Priya, like her husband, is a helicopter parent, hovering around her child and stifling his development by injecting herself into every physical and intellectual experience he has.
Next time let's just build sand castles at home, but without sand.- Daniel, helicopter parent
Panic struck Priya when Daniel took Aiden's hand and used the 75-cent shovel to deposit several consecutive scoops of sand into the bucket as the child stared dead-eyed into the distance.
"He's gripping Aiden's hand too hard. I should probably guide Aiden's hand with every scoop of the tiny, four-inch shovel myself so that he learns to scoop properly without getting hurt," Priya shuddered, unaware that the real crime here was robbing their progeny of the opportunity to develop his own motor skills and any sense of autonomy. "What if he gets juvenile carpal tunnel?"

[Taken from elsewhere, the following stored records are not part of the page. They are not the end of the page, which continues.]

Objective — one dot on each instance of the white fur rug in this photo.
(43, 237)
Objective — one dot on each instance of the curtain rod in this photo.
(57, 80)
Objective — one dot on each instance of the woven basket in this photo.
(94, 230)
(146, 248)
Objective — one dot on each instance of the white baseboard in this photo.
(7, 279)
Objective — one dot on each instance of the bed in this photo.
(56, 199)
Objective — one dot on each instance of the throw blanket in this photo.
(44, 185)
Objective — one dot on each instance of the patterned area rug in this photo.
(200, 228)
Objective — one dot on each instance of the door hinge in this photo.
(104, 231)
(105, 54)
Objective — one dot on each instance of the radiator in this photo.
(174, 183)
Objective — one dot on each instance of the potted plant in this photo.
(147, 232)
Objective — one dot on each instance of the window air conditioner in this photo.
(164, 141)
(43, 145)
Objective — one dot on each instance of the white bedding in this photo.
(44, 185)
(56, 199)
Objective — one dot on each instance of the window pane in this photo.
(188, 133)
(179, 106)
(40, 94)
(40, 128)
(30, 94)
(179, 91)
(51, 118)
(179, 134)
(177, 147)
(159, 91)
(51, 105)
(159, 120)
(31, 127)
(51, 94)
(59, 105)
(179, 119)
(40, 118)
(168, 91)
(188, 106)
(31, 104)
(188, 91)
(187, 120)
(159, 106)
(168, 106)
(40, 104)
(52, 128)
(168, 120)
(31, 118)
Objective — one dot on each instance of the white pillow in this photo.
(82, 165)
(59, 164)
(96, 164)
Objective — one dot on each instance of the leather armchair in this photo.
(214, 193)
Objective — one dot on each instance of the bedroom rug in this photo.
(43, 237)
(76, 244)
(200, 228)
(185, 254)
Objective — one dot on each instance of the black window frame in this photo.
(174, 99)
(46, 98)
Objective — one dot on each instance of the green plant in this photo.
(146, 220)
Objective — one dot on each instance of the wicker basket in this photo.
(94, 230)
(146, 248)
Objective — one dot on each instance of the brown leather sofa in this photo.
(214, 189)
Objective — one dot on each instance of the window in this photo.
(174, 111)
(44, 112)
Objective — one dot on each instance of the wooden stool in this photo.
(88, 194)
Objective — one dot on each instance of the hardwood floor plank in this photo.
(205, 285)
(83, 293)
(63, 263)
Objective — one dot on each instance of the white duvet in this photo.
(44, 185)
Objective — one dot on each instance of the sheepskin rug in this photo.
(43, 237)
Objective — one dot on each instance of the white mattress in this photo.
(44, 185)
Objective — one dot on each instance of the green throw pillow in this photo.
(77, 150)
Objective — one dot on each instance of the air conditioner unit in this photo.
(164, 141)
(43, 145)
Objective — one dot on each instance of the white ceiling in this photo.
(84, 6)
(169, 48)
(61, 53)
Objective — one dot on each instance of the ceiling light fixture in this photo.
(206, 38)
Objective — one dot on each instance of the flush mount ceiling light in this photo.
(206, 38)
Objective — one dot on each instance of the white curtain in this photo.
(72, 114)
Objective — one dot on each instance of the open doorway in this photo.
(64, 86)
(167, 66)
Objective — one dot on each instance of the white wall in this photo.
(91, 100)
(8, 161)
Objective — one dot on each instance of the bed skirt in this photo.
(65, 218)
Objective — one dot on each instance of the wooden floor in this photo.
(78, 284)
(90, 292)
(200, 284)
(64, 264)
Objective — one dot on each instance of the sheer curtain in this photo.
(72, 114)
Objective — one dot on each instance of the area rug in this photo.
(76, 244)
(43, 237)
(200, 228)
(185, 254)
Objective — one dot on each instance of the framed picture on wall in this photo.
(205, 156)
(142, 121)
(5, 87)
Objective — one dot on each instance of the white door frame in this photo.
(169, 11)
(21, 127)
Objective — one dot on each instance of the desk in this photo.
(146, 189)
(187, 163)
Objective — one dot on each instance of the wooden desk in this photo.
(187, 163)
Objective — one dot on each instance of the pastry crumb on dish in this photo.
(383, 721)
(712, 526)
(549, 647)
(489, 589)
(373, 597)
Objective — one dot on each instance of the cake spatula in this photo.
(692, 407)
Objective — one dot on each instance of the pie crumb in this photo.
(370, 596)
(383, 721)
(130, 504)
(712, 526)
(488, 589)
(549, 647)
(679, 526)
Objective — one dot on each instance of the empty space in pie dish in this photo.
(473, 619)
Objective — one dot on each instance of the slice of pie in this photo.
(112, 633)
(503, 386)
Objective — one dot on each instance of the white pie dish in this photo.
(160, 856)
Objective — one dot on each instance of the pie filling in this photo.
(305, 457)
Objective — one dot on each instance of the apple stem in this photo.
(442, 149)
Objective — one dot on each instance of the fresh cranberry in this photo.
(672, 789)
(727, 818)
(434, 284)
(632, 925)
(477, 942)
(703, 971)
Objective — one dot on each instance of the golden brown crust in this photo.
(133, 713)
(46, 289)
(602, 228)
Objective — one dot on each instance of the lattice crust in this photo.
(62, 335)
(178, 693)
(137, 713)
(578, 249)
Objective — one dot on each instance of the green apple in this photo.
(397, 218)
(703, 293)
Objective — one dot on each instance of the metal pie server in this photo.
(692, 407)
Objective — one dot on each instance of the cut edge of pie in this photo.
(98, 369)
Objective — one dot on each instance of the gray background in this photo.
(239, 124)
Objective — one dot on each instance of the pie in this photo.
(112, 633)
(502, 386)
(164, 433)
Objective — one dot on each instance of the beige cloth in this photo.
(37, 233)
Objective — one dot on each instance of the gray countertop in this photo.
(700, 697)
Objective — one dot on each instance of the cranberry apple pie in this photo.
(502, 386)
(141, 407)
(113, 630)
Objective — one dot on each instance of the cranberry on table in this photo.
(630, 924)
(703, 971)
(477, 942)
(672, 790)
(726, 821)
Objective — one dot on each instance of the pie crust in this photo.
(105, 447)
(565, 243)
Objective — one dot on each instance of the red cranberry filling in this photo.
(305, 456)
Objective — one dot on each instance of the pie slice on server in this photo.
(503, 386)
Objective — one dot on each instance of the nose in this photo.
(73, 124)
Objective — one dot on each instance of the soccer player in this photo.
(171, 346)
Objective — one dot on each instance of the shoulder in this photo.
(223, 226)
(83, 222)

Daniel was too consumed with fear to notice his wife's tortured expression. "Don't rub your eyes, Aiden," he said in a shrill tone unfit for communicating with a toddler. "You could get sand in your eyes and go blind. Remember that online article we read about the woman in Luxembourg who got sand in her eye and her eye fell out?"
"You know what? Let's just pack up and head home where it's safe," Daniel, terrified, told his son. "Next time let's just build sand castles at home, but without sand. We'll build air castles. Sand contains all sorts of contaminants like Ebola and meth residue," he explained.
After wrapping Aiden in a sun-proof tarp and carrying him home even though he can walk just fine, sources indicated Priya and Daniel plan to continue helicopter-parenting Aiden until he blossoms into an adult who can't do anything for himself and cries when things are hard.